Legal Question in Credit and Debt Law in Virginia
credit debt
My adult son has no job, assets or money at this time. He has gotten a warrent of debt for an unpaid credit card. He is not required to attend in civil court. What will happen to him and what should he do? He has other unpaid credit card debt. He is an extreme introvert and has a hard time holding a job and communicating with others. He would not talk to anyone about his problems, including the credit card companies. I would like to help him, but can't financially. Thank you for any advise you could give us.
1 Answer from Attorneys
Re: credit debt
If your son does not respond to the warrant in debt action now pending against him in the general district court, a judgment will likely be entered against him for the sued on amount plus any other costs, including attorney's fees which may be applicable.

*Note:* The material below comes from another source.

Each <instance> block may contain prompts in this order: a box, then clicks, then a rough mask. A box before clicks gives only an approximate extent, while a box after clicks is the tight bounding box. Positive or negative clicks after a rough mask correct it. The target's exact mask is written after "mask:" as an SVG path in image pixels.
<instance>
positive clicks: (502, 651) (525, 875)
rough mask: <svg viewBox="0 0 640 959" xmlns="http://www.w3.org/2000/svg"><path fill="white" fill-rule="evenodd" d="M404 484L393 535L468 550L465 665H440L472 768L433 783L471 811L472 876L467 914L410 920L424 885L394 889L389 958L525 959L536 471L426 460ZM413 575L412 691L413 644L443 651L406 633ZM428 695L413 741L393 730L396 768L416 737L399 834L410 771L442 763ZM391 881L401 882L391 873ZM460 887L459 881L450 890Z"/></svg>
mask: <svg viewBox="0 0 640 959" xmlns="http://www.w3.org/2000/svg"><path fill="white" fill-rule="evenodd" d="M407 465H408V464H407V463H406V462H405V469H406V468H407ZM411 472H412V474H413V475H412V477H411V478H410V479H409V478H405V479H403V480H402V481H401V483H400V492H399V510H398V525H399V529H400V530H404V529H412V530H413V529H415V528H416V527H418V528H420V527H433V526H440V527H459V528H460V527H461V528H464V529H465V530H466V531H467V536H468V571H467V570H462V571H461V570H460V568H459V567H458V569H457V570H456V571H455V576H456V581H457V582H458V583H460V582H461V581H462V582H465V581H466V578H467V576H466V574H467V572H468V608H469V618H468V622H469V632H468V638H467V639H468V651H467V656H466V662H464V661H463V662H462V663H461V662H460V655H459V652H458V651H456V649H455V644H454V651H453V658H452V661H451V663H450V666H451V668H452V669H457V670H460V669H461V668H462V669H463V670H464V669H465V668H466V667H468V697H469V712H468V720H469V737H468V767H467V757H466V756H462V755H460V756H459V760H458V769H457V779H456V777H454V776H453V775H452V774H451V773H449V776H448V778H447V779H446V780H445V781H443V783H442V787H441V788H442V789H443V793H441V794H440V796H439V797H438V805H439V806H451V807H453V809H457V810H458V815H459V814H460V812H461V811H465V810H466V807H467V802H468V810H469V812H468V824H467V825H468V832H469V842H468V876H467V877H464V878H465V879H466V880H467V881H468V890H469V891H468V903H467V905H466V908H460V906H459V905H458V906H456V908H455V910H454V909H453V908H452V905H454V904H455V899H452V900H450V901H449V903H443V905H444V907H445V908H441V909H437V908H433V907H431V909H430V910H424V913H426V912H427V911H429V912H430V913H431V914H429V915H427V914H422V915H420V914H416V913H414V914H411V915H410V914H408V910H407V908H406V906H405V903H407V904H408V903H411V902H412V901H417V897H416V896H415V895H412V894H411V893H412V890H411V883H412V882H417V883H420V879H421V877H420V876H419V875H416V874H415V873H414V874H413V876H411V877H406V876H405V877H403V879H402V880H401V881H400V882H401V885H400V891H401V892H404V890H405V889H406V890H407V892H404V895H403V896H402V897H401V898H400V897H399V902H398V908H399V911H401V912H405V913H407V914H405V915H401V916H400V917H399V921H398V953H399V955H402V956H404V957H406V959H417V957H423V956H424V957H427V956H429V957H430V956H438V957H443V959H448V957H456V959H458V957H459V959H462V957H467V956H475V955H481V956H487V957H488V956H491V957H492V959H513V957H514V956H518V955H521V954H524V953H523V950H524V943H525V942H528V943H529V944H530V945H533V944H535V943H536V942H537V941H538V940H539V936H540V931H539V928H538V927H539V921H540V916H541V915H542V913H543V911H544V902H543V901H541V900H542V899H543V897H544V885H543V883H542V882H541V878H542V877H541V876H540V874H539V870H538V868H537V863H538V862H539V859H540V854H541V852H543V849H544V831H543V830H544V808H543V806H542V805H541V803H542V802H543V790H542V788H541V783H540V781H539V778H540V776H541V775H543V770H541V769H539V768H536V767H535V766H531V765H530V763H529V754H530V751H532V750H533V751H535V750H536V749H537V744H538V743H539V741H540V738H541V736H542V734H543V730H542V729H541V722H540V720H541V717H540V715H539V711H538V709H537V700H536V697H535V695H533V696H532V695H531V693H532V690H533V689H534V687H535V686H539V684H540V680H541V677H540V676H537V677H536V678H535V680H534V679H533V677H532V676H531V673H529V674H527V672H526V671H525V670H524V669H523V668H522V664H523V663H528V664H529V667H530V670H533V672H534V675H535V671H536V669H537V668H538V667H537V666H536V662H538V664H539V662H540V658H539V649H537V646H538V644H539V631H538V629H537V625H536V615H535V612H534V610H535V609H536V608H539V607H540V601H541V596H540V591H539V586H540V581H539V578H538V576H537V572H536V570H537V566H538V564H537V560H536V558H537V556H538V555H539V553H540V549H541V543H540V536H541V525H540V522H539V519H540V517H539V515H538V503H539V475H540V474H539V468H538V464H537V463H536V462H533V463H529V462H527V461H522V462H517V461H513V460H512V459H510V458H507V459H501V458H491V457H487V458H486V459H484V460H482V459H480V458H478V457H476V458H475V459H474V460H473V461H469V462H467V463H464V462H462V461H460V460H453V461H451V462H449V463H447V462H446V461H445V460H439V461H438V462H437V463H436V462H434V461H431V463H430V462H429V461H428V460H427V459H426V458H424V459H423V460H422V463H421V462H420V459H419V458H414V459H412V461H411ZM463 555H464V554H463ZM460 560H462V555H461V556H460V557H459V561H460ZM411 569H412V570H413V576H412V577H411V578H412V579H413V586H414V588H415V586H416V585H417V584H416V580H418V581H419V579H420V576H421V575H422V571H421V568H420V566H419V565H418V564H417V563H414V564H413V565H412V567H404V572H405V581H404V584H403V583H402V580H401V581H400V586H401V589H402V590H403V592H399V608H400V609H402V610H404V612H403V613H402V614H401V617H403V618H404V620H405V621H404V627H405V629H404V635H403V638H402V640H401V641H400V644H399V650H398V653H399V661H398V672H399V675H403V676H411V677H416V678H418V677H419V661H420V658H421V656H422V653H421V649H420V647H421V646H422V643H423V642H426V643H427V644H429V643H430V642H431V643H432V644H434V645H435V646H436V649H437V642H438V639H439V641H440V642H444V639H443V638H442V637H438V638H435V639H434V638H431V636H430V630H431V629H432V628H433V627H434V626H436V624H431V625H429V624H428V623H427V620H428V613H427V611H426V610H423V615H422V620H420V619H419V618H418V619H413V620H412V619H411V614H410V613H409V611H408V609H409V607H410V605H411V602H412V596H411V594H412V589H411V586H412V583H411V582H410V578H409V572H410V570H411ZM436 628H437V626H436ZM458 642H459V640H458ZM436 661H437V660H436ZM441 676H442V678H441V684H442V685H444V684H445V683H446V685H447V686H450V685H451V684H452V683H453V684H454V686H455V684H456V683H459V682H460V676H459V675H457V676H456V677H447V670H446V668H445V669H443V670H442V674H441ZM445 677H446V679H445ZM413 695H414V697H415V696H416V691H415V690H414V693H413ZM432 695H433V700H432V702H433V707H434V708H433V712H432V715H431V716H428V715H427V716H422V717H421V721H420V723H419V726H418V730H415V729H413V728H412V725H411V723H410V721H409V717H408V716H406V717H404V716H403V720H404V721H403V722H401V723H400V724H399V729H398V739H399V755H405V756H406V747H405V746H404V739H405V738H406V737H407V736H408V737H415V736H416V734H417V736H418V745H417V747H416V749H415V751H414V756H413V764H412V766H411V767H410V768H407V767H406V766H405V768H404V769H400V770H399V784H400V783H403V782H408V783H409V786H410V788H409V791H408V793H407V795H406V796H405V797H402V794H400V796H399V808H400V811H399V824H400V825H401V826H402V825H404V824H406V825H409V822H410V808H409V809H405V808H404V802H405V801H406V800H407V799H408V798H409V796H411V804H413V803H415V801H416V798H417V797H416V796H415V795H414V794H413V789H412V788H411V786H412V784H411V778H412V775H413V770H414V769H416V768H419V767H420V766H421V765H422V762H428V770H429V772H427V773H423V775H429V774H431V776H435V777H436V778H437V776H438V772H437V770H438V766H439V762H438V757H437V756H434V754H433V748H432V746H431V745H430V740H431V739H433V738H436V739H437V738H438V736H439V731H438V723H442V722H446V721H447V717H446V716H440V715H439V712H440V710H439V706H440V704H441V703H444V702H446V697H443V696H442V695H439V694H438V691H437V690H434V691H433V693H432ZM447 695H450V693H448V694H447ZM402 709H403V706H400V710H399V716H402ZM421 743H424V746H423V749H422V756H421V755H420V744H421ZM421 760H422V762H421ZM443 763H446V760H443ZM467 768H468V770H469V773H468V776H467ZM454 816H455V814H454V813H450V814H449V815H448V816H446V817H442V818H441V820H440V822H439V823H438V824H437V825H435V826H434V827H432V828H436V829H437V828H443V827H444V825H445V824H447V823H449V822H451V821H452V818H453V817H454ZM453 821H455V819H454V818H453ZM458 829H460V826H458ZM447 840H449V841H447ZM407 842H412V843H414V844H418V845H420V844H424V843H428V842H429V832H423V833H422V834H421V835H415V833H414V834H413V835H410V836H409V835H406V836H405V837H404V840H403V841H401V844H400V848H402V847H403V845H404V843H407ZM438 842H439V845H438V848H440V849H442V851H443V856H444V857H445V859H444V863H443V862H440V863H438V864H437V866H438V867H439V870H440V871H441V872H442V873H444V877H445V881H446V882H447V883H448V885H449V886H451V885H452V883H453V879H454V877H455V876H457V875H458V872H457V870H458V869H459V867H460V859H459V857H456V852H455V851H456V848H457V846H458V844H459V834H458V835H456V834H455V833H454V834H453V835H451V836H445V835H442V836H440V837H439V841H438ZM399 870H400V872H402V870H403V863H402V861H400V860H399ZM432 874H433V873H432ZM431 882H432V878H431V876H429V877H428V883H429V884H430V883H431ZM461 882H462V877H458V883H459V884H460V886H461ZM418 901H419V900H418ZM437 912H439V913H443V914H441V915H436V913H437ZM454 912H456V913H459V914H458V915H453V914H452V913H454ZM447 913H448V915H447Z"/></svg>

However, if your son, of course, has no job nor any other assets, it is likely that the judgment creditor would not be able to enforce the judgment through a garnishment or other enforcement means which such creditors normally employ to collect their unpaid judgments. If the foregoing is true, then your son would fit the category in the law of someone
who is termed "judgment proof".
Unfortunately, what you have described
(unpaid bills, extreme introverted behaviour, inability to hold a job or communicate, etc.) is likely merely a manifestation of a much larger and more serious problem which may likely require appropriate psychiatric or psychological intervention in behalf of your son before more serious events come to pass in his life. The time to
start with such intervention should clearly be now rather than later if you son is to have any chance at achieving even a modestly productive life on his own.